RUTE SERRA |
Todos os anos a história repete-se. O abandono das nossas gentes das zonas rurais, e por conseguinte dos trabalhos duros e precários (precário por precário, antes o de secretária), tem motivado, para fazer face às campanhas agrícolas sazonais, elevados fluxos migratórios de mão-de-obra intensiva. São trabalhadores provenientes do espaço europeu, nomeadamente Roménia e Bulgária, mas também de países em vias de desenvolvimento, como Nepal, Bangladesh, Índia, Paquistão. São livremente explorados: até aqui, não existia legislação específica que acautelasse a sua dignidade, e portanto assistimos vezes de mais, a situações criminosas por tráfico de seres humanos, para exploração laboral e outra criminalidade conexa. Sim, em pleno séc. XXI. E sim, em Portugal.
Desde os anos 30 que a Organização Mundial do Trabalho (OIT) demonstra preocupação com a problemática em torno dos trabalhos forçados. Desde 1956, que Portugal é signatário da Convenção nº 29 da OIT, sobre “trabalho forçado ou obrigatório” o que não impede que, de acordo com o Índice Global de Escravatura, publicado em 2014, pela Walk Free Foundation, se estime a existência, em território nacional, de cerca de 1400 pessoas escravas.
Frequentemente estes trabalhadores são rotulados não como vítimas de crimes, mas como ilegais que escapam à malha jurídica sobre migração. O sucesso das operações dos órgãos de polícia criminal e das autoridades fiscalizadoras esbarram amiúde nas intrincadas cadeias de contratação e subcontratação de mão-de-obra, diluentes das responsabilidades sociais e laborais, nomeadamente em matéria fiscal e contributiva.
Dentro de 30 dias entrará em vigor a Lei nº 28/2016 de 23 de agosto, que altera o Código do Trabalho e dois regimes jurídicos específicos, promulgada pelo Presidente da República, com renitência, mas em concordância quanto ao objetivo invocado pela Assembleia da República.
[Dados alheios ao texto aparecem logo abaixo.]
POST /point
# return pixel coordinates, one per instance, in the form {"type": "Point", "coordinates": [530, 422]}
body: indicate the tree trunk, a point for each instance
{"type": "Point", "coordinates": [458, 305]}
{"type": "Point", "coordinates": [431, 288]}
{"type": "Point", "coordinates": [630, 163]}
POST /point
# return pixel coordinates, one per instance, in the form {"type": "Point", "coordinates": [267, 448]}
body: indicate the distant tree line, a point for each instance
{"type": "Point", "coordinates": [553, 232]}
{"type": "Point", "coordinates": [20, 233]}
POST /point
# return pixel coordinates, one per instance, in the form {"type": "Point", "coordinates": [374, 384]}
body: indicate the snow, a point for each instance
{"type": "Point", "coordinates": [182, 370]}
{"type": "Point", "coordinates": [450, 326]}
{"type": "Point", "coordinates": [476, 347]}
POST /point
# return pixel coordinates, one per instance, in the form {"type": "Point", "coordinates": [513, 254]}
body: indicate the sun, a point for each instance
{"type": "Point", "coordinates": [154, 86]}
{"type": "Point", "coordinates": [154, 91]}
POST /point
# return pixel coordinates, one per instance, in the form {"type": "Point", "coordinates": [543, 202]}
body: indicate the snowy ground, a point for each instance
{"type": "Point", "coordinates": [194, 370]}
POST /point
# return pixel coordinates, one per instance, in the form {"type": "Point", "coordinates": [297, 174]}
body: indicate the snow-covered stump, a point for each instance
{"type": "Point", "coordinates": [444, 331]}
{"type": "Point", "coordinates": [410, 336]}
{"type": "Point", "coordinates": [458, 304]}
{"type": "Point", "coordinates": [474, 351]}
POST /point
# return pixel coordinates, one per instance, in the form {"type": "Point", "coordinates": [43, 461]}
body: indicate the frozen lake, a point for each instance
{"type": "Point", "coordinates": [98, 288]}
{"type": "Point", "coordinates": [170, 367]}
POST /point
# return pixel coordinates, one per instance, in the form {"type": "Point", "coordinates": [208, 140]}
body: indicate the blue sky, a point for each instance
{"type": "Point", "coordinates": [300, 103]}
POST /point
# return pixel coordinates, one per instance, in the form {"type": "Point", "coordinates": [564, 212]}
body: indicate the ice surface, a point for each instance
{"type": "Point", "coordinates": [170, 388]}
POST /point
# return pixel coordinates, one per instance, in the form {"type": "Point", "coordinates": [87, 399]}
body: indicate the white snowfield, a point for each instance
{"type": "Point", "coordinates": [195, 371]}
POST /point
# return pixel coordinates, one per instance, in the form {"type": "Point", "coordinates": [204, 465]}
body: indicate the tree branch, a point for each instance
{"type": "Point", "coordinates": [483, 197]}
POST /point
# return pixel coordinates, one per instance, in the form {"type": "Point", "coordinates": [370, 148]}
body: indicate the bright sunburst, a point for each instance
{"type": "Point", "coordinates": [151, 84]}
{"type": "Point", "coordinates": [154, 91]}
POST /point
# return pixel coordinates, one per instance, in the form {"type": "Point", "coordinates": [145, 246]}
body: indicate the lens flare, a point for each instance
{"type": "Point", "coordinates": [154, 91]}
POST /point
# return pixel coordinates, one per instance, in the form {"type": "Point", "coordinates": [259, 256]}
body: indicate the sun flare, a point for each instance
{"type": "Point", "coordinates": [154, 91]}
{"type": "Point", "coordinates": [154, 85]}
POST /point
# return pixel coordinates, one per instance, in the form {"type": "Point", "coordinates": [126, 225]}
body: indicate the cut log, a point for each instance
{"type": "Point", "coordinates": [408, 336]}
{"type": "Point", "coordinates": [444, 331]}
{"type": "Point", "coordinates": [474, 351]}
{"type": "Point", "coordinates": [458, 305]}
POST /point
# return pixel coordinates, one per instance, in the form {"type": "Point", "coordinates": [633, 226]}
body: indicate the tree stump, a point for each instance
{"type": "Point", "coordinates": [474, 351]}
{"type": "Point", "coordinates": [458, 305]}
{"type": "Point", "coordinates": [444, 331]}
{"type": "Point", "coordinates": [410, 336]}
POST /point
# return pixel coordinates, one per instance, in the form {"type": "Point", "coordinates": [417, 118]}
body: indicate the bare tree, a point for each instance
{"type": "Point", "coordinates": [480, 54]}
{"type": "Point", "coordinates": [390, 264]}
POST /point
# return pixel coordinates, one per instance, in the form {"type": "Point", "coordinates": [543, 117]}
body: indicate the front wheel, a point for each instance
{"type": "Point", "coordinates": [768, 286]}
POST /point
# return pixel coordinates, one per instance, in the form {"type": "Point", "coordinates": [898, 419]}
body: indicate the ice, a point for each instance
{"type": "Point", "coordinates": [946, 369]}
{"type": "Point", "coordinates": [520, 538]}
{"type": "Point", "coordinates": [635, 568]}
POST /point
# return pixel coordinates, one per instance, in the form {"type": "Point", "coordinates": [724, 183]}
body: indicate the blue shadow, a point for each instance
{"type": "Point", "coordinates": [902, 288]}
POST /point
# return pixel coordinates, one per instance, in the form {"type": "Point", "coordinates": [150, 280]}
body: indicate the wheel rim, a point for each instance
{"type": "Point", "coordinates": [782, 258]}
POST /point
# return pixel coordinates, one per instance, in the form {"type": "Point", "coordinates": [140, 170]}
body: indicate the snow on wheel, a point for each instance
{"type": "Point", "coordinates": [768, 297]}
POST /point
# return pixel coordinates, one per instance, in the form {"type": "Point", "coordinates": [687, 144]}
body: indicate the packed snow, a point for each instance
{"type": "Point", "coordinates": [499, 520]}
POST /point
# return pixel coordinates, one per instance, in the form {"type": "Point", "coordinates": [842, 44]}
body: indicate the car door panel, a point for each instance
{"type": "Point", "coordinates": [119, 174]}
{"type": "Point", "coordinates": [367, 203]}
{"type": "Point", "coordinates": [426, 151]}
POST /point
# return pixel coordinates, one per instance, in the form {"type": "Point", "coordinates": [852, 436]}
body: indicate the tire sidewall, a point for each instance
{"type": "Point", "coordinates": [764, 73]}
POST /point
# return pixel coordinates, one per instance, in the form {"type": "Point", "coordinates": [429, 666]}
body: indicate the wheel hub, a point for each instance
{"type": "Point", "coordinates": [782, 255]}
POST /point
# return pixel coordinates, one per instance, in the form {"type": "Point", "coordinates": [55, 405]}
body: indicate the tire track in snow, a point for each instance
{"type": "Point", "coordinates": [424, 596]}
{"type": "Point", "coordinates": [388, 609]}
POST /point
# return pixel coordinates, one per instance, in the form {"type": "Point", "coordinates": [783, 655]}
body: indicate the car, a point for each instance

Precedeu a este passo importante, uma querela, inevitável, em conformidade com a velha clivagem social, entre confederações empresariais e representantes dos trabalhadores. Isto porque não é por ambos defensável a utilidade da, agora prevista, responsabilização de toda a cadeia de contratação, ao longo da qual se verifica – e isto é um facto - a exploração indevida.
Durante anos, as naus coloniais beberam léguas e léguas de mar, com guarnições de escravos economicamente viáveis. Hoje, existem pessoas, forçadas por outras, sempre com o mesmo objetivo (que ao longo dos séculos, afinal, não desvaneceu, apenas se transformou), forçadas a aceitar todos os termos e condições, de transporte e de trabalho. De tal modo é grave este fenómeno, que o tráfico de trabalhadores é o terceiro maior negócio do crime organizado.
Defender os direitos humanos, passa também por travar este combate.